Ketua KPK Agus Rahardjo kepada wartawan, Rabu (14/3), mengimbau pemerintah mengeluarkan peraturan pengganti undang-undang (perppu) agar calon kepala daerah yang menjadi tersangka korupsi bisa diganti daripada meminta lembaganya untuk menunda penetapan tersangka.
Dalam Undang-undang Pilkada dan Peraturan Komisi Pemilihan Umum (PKPU) dinyatakan bahwapartai politik atau gabungan partai politik yang telah mendaftarkan diri sebagai peserta pemilu tidak dapat menarik bakal calonnya sejak pendaftaran. Selain itu, partai yang telah mendukung salah satu calon tidak dapat mengajukan bakal calon pengganti.
Baca: Korupsi Pemilihan Kepala Daerah dan Kerusakan Sistem
Agus memastikan lembaganya akan tetap memproses hukum tersangka kasus korupsi tanpa terkecuali.

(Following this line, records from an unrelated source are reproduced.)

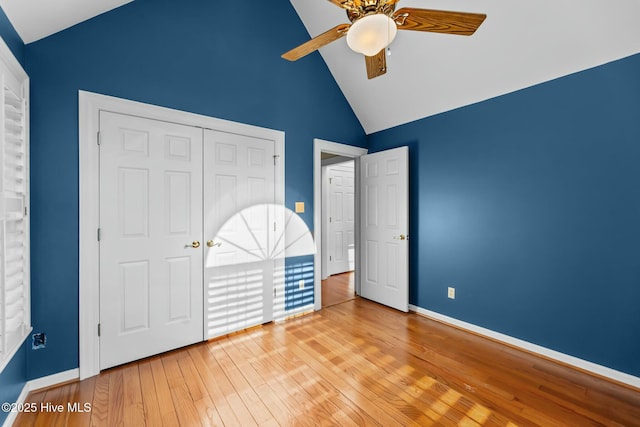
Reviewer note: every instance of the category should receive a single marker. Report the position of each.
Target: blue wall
(529, 205)
(11, 38)
(220, 59)
(14, 375)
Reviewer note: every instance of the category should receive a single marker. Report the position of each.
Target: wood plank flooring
(355, 363)
(338, 288)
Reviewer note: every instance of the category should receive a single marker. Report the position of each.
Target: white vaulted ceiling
(520, 44)
(36, 19)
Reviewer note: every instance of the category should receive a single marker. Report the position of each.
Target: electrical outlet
(451, 292)
(39, 340)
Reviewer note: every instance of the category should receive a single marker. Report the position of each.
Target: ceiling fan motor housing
(369, 7)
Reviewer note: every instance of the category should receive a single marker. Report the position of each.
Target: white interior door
(239, 224)
(385, 227)
(150, 213)
(340, 227)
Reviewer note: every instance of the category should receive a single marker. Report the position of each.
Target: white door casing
(341, 217)
(321, 146)
(240, 227)
(385, 227)
(150, 213)
(90, 107)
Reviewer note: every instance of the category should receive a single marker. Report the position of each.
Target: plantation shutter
(14, 197)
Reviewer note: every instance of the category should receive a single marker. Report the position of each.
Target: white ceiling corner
(520, 44)
(36, 19)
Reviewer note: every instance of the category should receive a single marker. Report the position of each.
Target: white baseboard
(581, 364)
(51, 380)
(11, 418)
(38, 383)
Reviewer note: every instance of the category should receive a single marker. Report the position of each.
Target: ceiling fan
(374, 24)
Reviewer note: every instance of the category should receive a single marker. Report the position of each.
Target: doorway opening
(338, 229)
(336, 222)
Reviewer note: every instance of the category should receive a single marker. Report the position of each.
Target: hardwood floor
(338, 288)
(355, 363)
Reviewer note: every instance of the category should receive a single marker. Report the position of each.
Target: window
(14, 199)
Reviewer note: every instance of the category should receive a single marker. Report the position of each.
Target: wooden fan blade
(438, 21)
(317, 42)
(376, 65)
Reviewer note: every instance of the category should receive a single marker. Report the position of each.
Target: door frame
(322, 146)
(90, 105)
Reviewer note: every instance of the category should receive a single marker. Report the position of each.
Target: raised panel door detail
(226, 154)
(256, 157)
(135, 142)
(391, 206)
(371, 254)
(339, 246)
(177, 202)
(392, 259)
(135, 296)
(372, 205)
(179, 275)
(134, 202)
(178, 148)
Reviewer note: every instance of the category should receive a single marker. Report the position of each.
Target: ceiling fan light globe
(372, 33)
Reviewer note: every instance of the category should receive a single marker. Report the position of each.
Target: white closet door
(385, 227)
(150, 217)
(239, 218)
(340, 233)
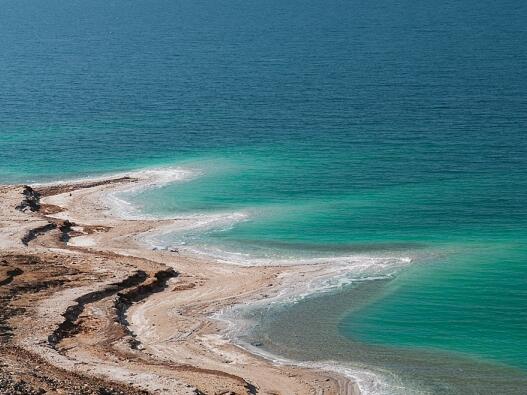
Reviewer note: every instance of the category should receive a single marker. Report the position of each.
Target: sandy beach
(88, 308)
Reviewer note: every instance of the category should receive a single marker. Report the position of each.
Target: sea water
(385, 136)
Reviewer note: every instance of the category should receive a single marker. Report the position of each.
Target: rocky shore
(86, 309)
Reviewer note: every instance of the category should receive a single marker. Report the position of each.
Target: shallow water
(325, 131)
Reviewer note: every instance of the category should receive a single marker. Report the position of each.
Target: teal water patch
(471, 302)
(337, 129)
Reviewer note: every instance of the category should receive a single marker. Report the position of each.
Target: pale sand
(181, 348)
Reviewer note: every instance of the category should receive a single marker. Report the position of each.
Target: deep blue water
(339, 127)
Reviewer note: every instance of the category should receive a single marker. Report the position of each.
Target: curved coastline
(182, 348)
(329, 274)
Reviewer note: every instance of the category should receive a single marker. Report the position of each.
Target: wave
(328, 274)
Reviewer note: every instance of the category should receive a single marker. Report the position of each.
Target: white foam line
(339, 271)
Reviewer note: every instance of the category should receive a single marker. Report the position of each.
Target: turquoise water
(337, 129)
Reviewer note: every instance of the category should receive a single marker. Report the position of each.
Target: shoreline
(181, 347)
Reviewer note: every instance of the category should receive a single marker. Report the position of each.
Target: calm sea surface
(336, 129)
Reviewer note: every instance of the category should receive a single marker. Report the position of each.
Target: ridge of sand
(88, 309)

Agus bahkan mengungkapkan bahwa komisi antirasuah yang dipimpinnya sudah menetapkan satu lagi kepala daerah sebagai tersangka dan akan diumumkan pada pekan ini.

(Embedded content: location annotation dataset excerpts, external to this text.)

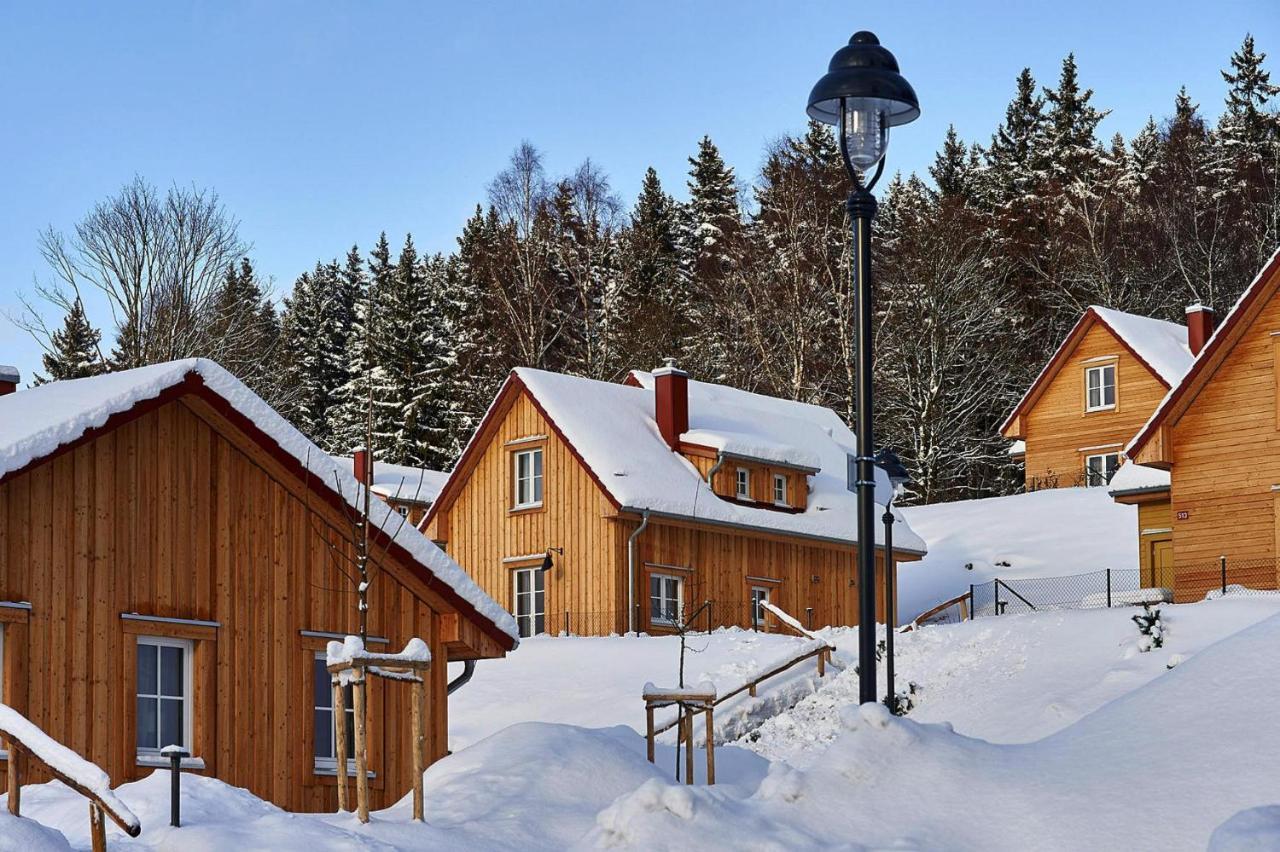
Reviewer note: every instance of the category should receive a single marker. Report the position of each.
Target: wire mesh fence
(1116, 587)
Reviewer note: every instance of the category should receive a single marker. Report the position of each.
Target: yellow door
(1162, 564)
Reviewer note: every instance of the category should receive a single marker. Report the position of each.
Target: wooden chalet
(594, 507)
(170, 573)
(1206, 466)
(1101, 385)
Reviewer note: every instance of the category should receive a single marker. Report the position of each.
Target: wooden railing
(24, 738)
(822, 653)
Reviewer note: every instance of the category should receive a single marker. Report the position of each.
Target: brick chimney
(8, 380)
(362, 465)
(1200, 326)
(671, 402)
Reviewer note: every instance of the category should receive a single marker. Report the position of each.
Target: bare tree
(159, 261)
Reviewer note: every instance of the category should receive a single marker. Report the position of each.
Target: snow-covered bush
(1151, 628)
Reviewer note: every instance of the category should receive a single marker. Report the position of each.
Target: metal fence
(1116, 587)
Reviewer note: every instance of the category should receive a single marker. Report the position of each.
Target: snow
(1023, 535)
(1133, 477)
(612, 427)
(752, 447)
(402, 481)
(36, 422)
(598, 681)
(63, 760)
(1161, 344)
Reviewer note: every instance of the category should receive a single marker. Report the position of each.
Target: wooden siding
(485, 535)
(179, 514)
(1226, 456)
(1057, 426)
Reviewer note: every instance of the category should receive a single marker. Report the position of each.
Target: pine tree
(73, 351)
(1073, 123)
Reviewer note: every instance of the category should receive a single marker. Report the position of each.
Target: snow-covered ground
(1046, 731)
(1043, 534)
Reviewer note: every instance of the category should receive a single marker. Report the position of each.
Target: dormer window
(780, 489)
(1100, 388)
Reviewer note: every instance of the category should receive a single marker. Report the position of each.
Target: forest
(982, 266)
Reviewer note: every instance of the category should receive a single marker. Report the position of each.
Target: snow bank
(1023, 535)
(22, 834)
(63, 760)
(35, 422)
(613, 430)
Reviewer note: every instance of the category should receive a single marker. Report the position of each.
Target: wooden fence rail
(24, 738)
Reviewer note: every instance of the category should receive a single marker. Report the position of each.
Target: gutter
(631, 571)
(772, 531)
(469, 669)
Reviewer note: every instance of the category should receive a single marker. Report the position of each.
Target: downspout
(716, 467)
(631, 572)
(469, 669)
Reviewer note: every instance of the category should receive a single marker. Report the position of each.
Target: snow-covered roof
(613, 430)
(403, 482)
(1134, 479)
(1161, 344)
(36, 422)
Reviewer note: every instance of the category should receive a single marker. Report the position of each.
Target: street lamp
(899, 479)
(864, 95)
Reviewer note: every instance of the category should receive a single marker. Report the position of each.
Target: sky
(321, 124)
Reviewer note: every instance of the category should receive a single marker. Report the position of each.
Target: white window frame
(535, 480)
(536, 577)
(327, 765)
(1104, 467)
(187, 646)
(1101, 371)
(757, 608)
(680, 599)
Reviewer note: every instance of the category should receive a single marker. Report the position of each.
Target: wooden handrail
(24, 738)
(927, 614)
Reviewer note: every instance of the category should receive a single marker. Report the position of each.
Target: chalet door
(1162, 564)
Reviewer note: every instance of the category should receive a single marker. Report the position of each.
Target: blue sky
(323, 123)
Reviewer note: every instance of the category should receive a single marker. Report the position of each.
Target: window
(759, 595)
(1100, 388)
(530, 601)
(666, 599)
(529, 479)
(1100, 468)
(325, 734)
(163, 694)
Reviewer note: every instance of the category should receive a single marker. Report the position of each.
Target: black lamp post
(864, 95)
(899, 479)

Penyelidikan terhadap yang bersangkutan sudah berlangsung lama dan sudah diekspos di KPK untuk dijadikan tersangka, kata Agus menjelaskan.

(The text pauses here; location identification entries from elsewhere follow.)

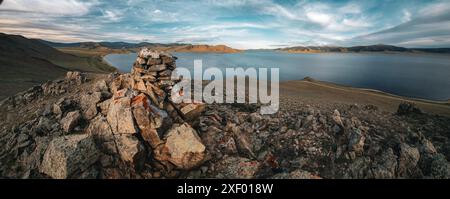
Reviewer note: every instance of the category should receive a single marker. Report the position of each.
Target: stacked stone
(151, 75)
(161, 123)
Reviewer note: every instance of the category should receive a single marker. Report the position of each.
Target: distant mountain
(25, 62)
(372, 48)
(171, 47)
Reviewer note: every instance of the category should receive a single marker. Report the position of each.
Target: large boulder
(68, 155)
(406, 108)
(146, 124)
(184, 147)
(120, 116)
(130, 149)
(237, 167)
(408, 159)
(70, 121)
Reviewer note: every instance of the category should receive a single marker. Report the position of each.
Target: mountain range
(371, 48)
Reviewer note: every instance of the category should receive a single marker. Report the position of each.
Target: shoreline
(385, 100)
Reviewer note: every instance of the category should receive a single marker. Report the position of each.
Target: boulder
(192, 111)
(146, 124)
(130, 149)
(70, 121)
(408, 159)
(120, 116)
(68, 155)
(75, 76)
(184, 146)
(297, 174)
(237, 167)
(406, 108)
(103, 135)
(356, 141)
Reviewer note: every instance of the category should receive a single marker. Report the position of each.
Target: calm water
(421, 76)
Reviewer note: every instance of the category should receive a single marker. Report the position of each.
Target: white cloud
(320, 18)
(54, 7)
(112, 15)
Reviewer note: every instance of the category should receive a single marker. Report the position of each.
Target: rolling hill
(26, 62)
(371, 48)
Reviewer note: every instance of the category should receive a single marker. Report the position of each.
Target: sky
(242, 24)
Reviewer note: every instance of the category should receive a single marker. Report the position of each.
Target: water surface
(413, 75)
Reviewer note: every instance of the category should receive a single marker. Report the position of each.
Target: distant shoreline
(337, 86)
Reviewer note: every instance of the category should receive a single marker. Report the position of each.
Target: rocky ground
(124, 126)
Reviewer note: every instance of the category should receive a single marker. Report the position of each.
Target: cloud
(238, 23)
(52, 7)
(429, 28)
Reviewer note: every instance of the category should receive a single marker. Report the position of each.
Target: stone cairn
(163, 124)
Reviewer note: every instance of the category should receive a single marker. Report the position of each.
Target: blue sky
(239, 24)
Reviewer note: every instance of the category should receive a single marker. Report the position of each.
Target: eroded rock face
(70, 121)
(67, 155)
(120, 116)
(184, 146)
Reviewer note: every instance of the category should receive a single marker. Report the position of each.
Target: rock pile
(112, 128)
(126, 126)
(141, 106)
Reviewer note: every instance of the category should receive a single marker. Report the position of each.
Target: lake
(413, 75)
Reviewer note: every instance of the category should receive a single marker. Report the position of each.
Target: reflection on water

“Dan kenapa kita belum umumkan, karena ada proses pembuatan sprindik untuk kemudian diumumkan. Yang satu tadi malam sudah saya tandatangani. Oleh karena itu, menurut saya supaya partai tidak dirugikan ada baiknya presiden bisa mengeluarkan semacam perppu. Jadi, bagi calon yang disangkakan, partai bisa mengganti supaya rakyat juga dapat calon yang terbaik,” kata Agus.
Sikap KPK tersebut berbeda dengan sikap Kejaksaan Agung dan kepolisian. Kedua institusi tersebut sepakat untuk menunda proses hukum pada calon kepala daerah hingga tahapan pilkada selesai. Ini dilakukan agar pilkada serentak yang akan dilakukan dapat berjalan kondusif. Jaksa Agung M. Prasetyo juga meminta agar sikap lembaganya dan kepolisian itu tidak dijadikan polemik.
“Kalau Kejaksaan dan Polri, selama proses berlangsungnya tahapan pilkada itu untuk sementara tidak akan menangani kasus berkaitan dengan pasangan calon itu. Jadi, kita tidak perlu berbicara panjang lebar mengenai itu, nanti justru akan menimbulkan permasalahan baru yang tentunya akan mengganggu proses penyelenggaraan proses demokrasi,” kata Prasetyo
Wakil Koordinator Indonesia Corruption Watch Ade Irawan menilai pernyataan Wiranto tersebut berlawanan dengan upaya menjadikan proses demokrasi (pilkada) sebagai mekanisme menciptakan pemerintahan bersih, karena sebenarnya pilkada menjadi ajang bagi masyarakat untuk memilih pemimpin mereka untuk 5 tahun yang akan datang.
Ade mengatakan, pernyataan Wiranto itu bisa dinilai sebagai upaya secara tidak langsung untuk mengintervensi proses hukum. KPK, tambahnya, dapat mengabaikan permintaan itu.
Baca: Golkar Gandeng KPK untuk Wujudkan Kepala Daerah Bebas Korupsi
Sementara itu Ketua DPR Bambang Soesatyo bisa mengerti alasan pemerintah mengeluarkan pernyataan tersebut. Dia menilai pernyataan Wiranto sebagai upaya menstabilkan kondisi keamanan dalam proses pilkada serentak pada 27 Juni mendatang.
“Ya sah-sah saja kalau kemudian pemerintah berharap agar tindakan hukum terhadap kepala daerah yang sudah disinyalir melakukan tindak pidana itu ditunda,” ujar Bambang
Setelah menjadi polemik, Menkopolhukam Wiranto kembali mengatakan bahwa pernyataannya tersebut hanya sebuah imbauan.
Setidaknya KPK telah menetapkan lima calon kepala daerah yang terjaring operasi tangkap tangan (OTT). Mereka adalahcalon bupati Jombang Nyono Suharli Wihandoko, calon gubernur Nusa Tenggara Timur Marianus Sae, calon bupati Subang Imas Aryumningsih, serta calon gubernur Lampung Mustafa dan calon gubernur Sulawesi Utara Asrun.